The item prices for each week as well as further information about each day in the time series are contained in the other two dataframes. These can be combined with the sales data using the **merge** method provided by pandas, which performs a database style join. Note that merge performs an inner join by default.
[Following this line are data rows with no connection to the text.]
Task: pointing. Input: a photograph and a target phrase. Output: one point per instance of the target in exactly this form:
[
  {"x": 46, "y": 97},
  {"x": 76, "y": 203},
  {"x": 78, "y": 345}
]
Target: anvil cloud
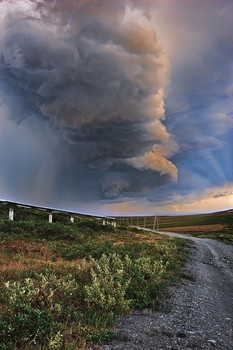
[{"x": 106, "y": 102}]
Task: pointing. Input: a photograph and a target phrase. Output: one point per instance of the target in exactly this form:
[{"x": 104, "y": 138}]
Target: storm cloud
[{"x": 94, "y": 74}]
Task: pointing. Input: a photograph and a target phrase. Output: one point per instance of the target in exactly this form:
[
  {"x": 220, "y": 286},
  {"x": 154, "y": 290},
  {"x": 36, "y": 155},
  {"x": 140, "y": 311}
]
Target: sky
[{"x": 117, "y": 107}]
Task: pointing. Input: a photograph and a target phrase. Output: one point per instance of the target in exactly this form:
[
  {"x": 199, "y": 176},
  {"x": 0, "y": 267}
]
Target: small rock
[
  {"x": 181, "y": 334},
  {"x": 212, "y": 342}
]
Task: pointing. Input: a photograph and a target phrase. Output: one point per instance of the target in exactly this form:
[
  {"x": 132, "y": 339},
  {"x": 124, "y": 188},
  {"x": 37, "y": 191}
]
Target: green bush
[
  {"x": 118, "y": 283},
  {"x": 109, "y": 282},
  {"x": 37, "y": 307}
]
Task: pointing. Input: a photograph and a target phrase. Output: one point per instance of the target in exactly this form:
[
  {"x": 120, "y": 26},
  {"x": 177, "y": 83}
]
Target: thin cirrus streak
[
  {"x": 116, "y": 102},
  {"x": 100, "y": 86}
]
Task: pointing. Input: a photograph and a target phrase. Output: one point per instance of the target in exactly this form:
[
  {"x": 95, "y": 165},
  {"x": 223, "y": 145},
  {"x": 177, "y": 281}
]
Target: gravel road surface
[{"x": 201, "y": 315}]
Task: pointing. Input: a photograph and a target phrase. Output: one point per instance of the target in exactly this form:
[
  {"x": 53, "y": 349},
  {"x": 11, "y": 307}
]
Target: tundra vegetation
[
  {"x": 217, "y": 225},
  {"x": 63, "y": 285}
]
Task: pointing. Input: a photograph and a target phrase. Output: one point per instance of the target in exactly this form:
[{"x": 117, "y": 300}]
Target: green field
[
  {"x": 63, "y": 285},
  {"x": 217, "y": 225}
]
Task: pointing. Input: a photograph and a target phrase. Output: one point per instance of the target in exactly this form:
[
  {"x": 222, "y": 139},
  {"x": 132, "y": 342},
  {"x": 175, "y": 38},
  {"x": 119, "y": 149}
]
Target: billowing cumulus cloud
[
  {"x": 115, "y": 101},
  {"x": 96, "y": 73}
]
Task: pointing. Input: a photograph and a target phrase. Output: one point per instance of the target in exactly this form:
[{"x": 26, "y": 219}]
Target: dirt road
[{"x": 201, "y": 315}]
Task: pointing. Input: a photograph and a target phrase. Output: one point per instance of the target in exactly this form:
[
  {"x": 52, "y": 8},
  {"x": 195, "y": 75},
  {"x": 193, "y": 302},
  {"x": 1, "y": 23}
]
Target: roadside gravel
[{"x": 201, "y": 310}]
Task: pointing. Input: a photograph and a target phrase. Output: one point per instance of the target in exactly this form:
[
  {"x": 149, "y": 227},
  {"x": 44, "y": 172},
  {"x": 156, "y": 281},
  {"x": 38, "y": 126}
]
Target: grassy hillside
[
  {"x": 213, "y": 225},
  {"x": 63, "y": 285}
]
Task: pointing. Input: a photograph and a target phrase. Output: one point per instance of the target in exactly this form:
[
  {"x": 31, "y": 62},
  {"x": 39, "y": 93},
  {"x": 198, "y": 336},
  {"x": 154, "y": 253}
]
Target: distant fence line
[{"x": 13, "y": 205}]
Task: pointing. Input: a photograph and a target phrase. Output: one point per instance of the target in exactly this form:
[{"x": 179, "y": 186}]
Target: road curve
[{"x": 201, "y": 315}]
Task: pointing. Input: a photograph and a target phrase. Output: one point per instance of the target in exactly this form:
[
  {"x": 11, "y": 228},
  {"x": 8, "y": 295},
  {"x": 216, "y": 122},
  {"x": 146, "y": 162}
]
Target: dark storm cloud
[{"x": 95, "y": 74}]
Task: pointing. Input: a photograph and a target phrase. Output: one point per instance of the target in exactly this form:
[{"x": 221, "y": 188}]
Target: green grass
[
  {"x": 63, "y": 285},
  {"x": 213, "y": 225}
]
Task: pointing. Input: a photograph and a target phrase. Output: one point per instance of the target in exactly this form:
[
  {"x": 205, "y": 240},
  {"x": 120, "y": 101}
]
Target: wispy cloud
[{"x": 115, "y": 102}]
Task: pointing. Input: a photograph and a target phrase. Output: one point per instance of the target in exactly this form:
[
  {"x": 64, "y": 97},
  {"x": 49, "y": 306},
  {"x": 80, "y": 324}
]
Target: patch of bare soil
[
  {"x": 200, "y": 228},
  {"x": 201, "y": 310}
]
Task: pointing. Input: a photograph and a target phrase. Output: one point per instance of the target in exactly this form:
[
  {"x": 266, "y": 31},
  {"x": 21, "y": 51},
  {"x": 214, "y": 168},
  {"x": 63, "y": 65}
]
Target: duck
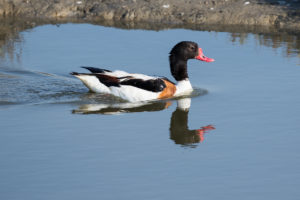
[{"x": 134, "y": 87}]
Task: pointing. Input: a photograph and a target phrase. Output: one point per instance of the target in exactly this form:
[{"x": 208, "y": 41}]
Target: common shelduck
[{"x": 139, "y": 87}]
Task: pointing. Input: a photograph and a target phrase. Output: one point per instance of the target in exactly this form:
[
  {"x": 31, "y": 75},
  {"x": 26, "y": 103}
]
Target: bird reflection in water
[{"x": 179, "y": 130}]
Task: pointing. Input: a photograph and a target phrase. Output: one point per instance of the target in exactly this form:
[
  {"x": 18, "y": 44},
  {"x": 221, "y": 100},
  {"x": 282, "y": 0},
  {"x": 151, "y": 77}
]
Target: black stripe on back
[
  {"x": 153, "y": 85},
  {"x": 95, "y": 70},
  {"x": 107, "y": 80}
]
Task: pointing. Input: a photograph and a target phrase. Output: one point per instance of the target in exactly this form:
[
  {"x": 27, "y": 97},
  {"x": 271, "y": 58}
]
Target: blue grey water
[{"x": 51, "y": 148}]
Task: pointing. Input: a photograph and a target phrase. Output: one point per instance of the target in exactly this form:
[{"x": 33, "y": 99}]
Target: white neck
[{"x": 183, "y": 87}]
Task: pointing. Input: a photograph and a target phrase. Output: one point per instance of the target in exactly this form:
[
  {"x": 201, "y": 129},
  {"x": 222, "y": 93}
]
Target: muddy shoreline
[{"x": 258, "y": 15}]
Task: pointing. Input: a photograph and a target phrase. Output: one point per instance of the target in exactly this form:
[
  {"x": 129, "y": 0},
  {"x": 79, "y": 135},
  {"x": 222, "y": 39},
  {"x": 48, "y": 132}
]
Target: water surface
[{"x": 57, "y": 142}]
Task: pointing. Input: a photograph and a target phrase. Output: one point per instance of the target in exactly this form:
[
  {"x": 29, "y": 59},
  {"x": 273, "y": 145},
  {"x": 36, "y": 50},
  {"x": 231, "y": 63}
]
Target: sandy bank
[{"x": 279, "y": 15}]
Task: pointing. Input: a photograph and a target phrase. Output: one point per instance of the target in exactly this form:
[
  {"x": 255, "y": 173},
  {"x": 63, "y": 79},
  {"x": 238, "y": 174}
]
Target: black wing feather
[{"x": 153, "y": 85}]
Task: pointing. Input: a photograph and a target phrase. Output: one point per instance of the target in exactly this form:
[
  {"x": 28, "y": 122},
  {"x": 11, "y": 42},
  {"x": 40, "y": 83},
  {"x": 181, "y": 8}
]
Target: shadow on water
[{"x": 179, "y": 130}]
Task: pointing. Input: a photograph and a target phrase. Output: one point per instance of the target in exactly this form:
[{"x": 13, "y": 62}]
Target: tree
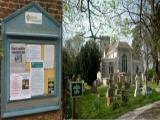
[
  {"x": 89, "y": 61},
  {"x": 93, "y": 18}
]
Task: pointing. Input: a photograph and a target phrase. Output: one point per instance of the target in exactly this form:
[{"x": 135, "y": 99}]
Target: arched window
[{"x": 124, "y": 63}]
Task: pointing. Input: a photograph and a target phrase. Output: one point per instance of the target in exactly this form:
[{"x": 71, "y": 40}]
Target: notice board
[
  {"x": 32, "y": 70},
  {"x": 31, "y": 66}
]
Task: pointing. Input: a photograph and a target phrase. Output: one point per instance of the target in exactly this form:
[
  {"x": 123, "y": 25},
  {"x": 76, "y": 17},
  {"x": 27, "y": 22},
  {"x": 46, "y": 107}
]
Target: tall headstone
[{"x": 137, "y": 86}]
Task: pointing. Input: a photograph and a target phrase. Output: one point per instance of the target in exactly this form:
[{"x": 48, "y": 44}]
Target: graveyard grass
[{"x": 93, "y": 108}]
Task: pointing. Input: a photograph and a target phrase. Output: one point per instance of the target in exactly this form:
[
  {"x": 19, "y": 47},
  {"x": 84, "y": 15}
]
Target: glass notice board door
[{"x": 32, "y": 70}]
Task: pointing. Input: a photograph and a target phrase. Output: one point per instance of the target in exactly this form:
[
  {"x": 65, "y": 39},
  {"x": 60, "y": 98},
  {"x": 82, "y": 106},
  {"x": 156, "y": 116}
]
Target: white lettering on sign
[{"x": 33, "y": 18}]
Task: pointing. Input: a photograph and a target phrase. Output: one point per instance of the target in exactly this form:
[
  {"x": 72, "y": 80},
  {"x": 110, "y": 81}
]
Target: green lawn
[{"x": 92, "y": 107}]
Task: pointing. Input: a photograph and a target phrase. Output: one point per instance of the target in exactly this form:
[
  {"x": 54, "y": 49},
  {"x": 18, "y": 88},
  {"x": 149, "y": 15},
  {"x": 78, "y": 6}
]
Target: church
[{"x": 117, "y": 57}]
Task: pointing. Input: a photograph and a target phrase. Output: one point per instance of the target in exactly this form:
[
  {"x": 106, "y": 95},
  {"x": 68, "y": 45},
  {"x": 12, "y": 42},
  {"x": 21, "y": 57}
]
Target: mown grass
[{"x": 93, "y": 107}]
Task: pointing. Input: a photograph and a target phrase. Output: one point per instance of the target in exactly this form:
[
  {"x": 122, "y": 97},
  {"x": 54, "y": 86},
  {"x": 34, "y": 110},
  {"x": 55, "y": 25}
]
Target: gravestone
[
  {"x": 110, "y": 91},
  {"x": 137, "y": 89}
]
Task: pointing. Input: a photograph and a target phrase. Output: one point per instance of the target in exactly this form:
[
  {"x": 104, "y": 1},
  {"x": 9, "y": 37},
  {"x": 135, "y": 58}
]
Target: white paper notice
[
  {"x": 17, "y": 58},
  {"x": 33, "y": 53},
  {"x": 37, "y": 78},
  {"x": 49, "y": 56},
  {"x": 19, "y": 86},
  {"x": 26, "y": 86}
]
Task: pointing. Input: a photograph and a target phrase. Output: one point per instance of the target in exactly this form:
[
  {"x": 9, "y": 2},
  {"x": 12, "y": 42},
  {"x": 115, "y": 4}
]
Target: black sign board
[{"x": 76, "y": 89}]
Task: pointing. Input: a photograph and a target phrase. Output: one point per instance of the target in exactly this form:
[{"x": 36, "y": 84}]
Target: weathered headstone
[
  {"x": 137, "y": 89},
  {"x": 146, "y": 89}
]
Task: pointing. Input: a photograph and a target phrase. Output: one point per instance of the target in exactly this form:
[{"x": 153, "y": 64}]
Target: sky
[{"x": 78, "y": 23}]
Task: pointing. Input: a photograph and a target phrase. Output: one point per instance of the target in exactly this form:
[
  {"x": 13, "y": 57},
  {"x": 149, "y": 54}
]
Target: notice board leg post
[{"x": 73, "y": 108}]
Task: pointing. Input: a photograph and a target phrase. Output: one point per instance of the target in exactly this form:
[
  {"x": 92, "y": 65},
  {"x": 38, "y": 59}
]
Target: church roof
[{"x": 119, "y": 45}]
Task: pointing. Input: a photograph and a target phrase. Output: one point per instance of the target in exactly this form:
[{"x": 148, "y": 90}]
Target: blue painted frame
[{"x": 14, "y": 30}]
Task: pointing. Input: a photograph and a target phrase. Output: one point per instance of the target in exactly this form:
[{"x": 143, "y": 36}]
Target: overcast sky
[{"x": 80, "y": 24}]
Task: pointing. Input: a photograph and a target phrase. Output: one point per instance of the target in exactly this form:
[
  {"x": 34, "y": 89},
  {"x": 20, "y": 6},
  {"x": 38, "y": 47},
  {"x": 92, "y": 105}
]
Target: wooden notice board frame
[{"x": 30, "y": 25}]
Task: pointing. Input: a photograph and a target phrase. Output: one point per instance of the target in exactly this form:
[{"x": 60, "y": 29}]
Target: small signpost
[{"x": 76, "y": 91}]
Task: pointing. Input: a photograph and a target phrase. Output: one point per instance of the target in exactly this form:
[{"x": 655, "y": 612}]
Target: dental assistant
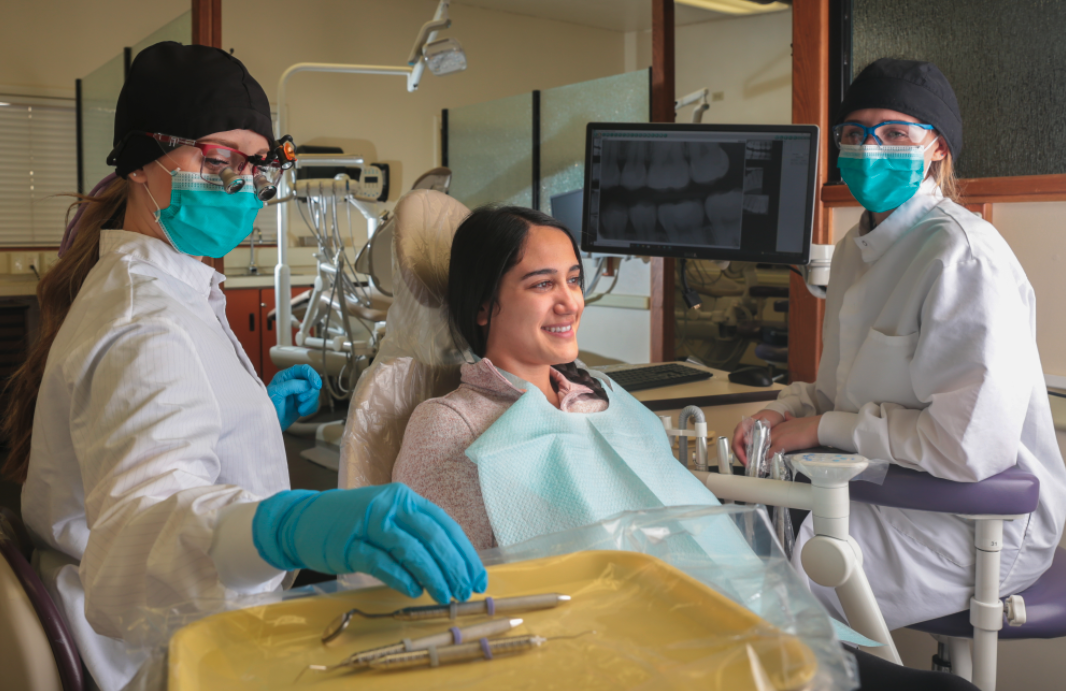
[
  {"x": 930, "y": 354},
  {"x": 152, "y": 459}
]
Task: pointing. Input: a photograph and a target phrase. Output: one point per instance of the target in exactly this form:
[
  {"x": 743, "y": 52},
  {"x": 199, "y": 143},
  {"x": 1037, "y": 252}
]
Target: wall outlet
[
  {"x": 20, "y": 261},
  {"x": 48, "y": 260}
]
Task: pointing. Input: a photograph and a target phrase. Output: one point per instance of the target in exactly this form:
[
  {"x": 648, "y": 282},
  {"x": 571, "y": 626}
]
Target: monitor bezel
[{"x": 588, "y": 239}]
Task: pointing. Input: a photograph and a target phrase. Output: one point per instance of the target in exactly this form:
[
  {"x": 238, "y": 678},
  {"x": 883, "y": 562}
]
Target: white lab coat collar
[
  {"x": 874, "y": 243},
  {"x": 195, "y": 273}
]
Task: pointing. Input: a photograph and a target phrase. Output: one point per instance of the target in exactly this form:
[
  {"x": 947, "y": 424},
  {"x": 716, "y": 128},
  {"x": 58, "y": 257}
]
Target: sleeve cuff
[
  {"x": 779, "y": 407},
  {"x": 837, "y": 430},
  {"x": 235, "y": 555}
]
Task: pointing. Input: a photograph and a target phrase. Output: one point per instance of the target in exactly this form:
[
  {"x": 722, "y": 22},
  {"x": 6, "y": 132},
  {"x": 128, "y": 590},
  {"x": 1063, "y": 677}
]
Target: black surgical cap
[
  {"x": 909, "y": 86},
  {"x": 184, "y": 91}
]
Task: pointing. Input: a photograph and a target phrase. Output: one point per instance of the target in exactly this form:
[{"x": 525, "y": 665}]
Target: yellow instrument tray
[{"x": 653, "y": 626}]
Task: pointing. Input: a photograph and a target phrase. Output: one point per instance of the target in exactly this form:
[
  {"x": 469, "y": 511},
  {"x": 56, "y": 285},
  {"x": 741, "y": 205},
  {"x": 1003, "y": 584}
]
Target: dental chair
[
  {"x": 418, "y": 357},
  {"x": 37, "y": 652}
]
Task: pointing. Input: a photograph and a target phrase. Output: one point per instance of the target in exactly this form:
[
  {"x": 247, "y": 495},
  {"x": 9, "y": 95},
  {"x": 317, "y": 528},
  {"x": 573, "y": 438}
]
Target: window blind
[{"x": 38, "y": 162}]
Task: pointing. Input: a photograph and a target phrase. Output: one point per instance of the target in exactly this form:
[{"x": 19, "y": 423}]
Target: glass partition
[
  {"x": 490, "y": 151},
  {"x": 99, "y": 93},
  {"x": 1005, "y": 69},
  {"x": 180, "y": 31},
  {"x": 565, "y": 111}
]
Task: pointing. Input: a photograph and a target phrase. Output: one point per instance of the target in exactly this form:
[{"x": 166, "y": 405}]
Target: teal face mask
[
  {"x": 203, "y": 219},
  {"x": 883, "y": 177}
]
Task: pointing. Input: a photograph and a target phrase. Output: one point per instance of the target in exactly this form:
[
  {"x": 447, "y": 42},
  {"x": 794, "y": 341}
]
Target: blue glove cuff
[{"x": 271, "y": 515}]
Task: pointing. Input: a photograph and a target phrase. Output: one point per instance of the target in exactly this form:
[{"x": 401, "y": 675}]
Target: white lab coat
[
  {"x": 930, "y": 362},
  {"x": 149, "y": 420}
]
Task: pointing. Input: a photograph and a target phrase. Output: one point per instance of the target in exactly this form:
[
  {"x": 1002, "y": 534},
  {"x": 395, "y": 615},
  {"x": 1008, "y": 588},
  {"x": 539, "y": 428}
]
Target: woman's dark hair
[{"x": 488, "y": 244}]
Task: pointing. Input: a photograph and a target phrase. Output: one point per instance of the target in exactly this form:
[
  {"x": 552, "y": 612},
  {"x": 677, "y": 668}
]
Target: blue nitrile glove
[
  {"x": 387, "y": 531},
  {"x": 294, "y": 392}
]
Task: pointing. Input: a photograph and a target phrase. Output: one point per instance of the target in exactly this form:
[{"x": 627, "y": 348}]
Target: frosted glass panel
[
  {"x": 180, "y": 30},
  {"x": 99, "y": 93},
  {"x": 564, "y": 113},
  {"x": 489, "y": 151},
  {"x": 1004, "y": 61}
]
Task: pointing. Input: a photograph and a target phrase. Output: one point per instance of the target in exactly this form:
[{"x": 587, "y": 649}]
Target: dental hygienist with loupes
[
  {"x": 930, "y": 354},
  {"x": 151, "y": 454}
]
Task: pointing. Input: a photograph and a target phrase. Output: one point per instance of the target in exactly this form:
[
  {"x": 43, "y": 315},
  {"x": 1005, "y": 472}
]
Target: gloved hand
[
  {"x": 387, "y": 531},
  {"x": 294, "y": 392}
]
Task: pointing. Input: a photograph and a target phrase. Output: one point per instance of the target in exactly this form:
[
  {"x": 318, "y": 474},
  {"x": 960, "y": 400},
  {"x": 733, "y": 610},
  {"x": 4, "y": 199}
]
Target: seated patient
[{"x": 515, "y": 295}]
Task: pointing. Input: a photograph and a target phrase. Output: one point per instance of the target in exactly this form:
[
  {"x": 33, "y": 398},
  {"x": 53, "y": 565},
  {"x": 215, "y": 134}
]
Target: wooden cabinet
[{"x": 246, "y": 309}]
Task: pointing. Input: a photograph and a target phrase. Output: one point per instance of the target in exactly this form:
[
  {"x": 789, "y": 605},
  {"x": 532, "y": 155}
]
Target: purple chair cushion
[
  {"x": 1045, "y": 610},
  {"x": 1012, "y": 492},
  {"x": 59, "y": 637}
]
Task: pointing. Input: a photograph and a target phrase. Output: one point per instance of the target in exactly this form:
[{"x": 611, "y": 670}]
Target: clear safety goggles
[
  {"x": 226, "y": 167},
  {"x": 887, "y": 133}
]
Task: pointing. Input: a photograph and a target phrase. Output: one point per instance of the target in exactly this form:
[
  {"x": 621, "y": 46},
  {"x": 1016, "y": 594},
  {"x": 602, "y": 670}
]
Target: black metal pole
[
  {"x": 80, "y": 145},
  {"x": 535, "y": 196},
  {"x": 443, "y": 138}
]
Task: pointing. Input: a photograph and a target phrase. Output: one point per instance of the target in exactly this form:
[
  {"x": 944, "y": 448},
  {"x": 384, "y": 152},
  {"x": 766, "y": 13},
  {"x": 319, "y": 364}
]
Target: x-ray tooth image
[
  {"x": 683, "y": 222},
  {"x": 757, "y": 204},
  {"x": 610, "y": 171},
  {"x": 642, "y": 215},
  {"x": 668, "y": 170},
  {"x": 724, "y": 212},
  {"x": 759, "y": 150},
  {"x": 753, "y": 179},
  {"x": 634, "y": 166},
  {"x": 708, "y": 162},
  {"x": 613, "y": 221}
]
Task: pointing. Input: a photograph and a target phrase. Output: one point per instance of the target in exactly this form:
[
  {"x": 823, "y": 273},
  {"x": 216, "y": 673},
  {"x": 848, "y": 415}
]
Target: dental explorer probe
[
  {"x": 486, "y": 648},
  {"x": 488, "y": 606},
  {"x": 451, "y": 637}
]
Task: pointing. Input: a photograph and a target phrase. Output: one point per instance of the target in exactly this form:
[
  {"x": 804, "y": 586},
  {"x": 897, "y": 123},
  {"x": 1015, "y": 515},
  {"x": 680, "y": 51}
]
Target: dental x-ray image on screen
[
  {"x": 706, "y": 191},
  {"x": 672, "y": 192}
]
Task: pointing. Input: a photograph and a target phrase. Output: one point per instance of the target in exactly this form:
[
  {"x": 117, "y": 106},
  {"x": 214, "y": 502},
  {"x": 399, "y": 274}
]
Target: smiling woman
[{"x": 515, "y": 296}]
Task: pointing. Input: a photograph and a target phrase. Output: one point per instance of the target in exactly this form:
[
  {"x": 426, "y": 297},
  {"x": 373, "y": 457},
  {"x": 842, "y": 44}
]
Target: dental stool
[
  {"x": 1039, "y": 612},
  {"x": 418, "y": 357},
  {"x": 37, "y": 652}
]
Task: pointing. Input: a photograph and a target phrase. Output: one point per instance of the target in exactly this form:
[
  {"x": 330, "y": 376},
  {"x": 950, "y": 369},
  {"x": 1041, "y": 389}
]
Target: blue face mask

For this application, we need to specify a left join in order to every row from the sales data.

The calendar data must be merged with sales first since it contains the **wm_yr_wk** identifier that is used by the sales data.

In [9]:
sales_calendar = pd.merge(sales, calendar, how = 'left', on = 'd')
del sales
del calendar

The merge adds 13 columns from the calendar data.

In [10]:
sales_calendar.shape

(59181090, 21)

In [11]:
sales_calendar.head()

Unnamed: 0,id,item_id,dept_id,cat_id,store_id,state_id,d,units,date,wm_yr_wk,...,wday,month,year,event_name_1,event_type_1,event_name_2,event_type_2,snap_CA,snap_TX,snap_WI
0,HOBBIES_1_001_CA_1_evaluation,HOBBIES_1_001,HOBBIES_1,HOBBIES,CA_1,CA,d_1,0,2011-01-29,11101,...,1,1,2011,,,,,0,0,0
1,HOBBIES_1_002_CA_1_evaluation,HOBBIES_1_002,HOBBIES_1,HOBBIES,CA_1,CA,d_1,0,2011-01-29,11101,...,1,1,2011,,,,,0,0,0
2,HOBBIES_1_003_CA_1_evaluation,HOBBIES_1_003,HOBBIES_1,HOBBIES,CA_1,CA,d_1,0,2011-01-29,11101,...,1,1,2011,,,,,0,0,0
3,HOBBIES_1_004_CA_1_evaluation,HOBBIES_1_004,HOBBIES_1,HOBBIES,CA_1,CA,d_1,0,2011-01-29,11101,...,1,1,2011,,,,,0,0,0
4,HOBBIES_1_005_CA_1_evaluation,HOBBIES_1_005,HOBBIES_1,HOBBIES,CA_1,CA,d_1,0,2011-01-29,11101,...,1,1,2011,,,,,0,0,0


The price data can then be merged based on the columns **store_id**, **item_id**, and **wm_yr_wk**.

In [12]:
sales_calendar_prices = pd.merge(sales_calendar, sell_prices, how = 'left', on=['store_id', 'item_id', 'wm_yr_wk'])
del sales_calendar
del sell_prices

In [13]:
sales_calendar_prices.shape

(59181090, 22)

In [14]:
sales_calendar_prices.head()

Unnamed: 0,id,item_id,dept_id,cat_id,store_id,state_id,d,units,date,wm_yr_wk,...,month,year,event_name_1,event_type_1,event_name_2,event_type_2,snap_CA,snap_TX,snap_WI,sell_price
0,HOBBIES_1_001_CA_1_evaluation,HOBBIES_1_001,HOBBIES_1,HOBBIES,CA_1,CA,d_1,0,2011-01-29,11101,...,1,2011,,,,,0,0,0,
1,HOBBIES_1_002_CA_1_evaluation,HOBBIES_1_002,HOBBIES_1,HOBBIES,CA_1,CA,d_1,0,2011-01-29,11101,...,1,2011,,,,,0,0,0,
2,HOBBIES_1_003_CA_1_evaluation,HOBBIES_1_003,HOBBIES_1,HOBBIES,CA_1,CA,d_1,0,2011-01-29,11101,...,1,2011,,,,,0,0,0,
3,HOBBIES_1_004_CA_1_evaluation,HOBBIES_1_004,HOBBIES_1,HOBBIES,CA_1,CA,d_1,0,2011-01-29,11101,...,1,2011,,,,,0,0,0,
4,HOBBIES_1_005_CA_1_evaluation,HOBBIES_1_005,HOBBIES_1,HOBBIES,CA_1,CA,d_1,0,2011-01-29,11101,...,1,2011,,,,,0,0,0,


The final data frame includes the target variable **units** along with 20 features on which to base the forecast. These include 6 identifying features, 13 features related to the calendar, and the sale price.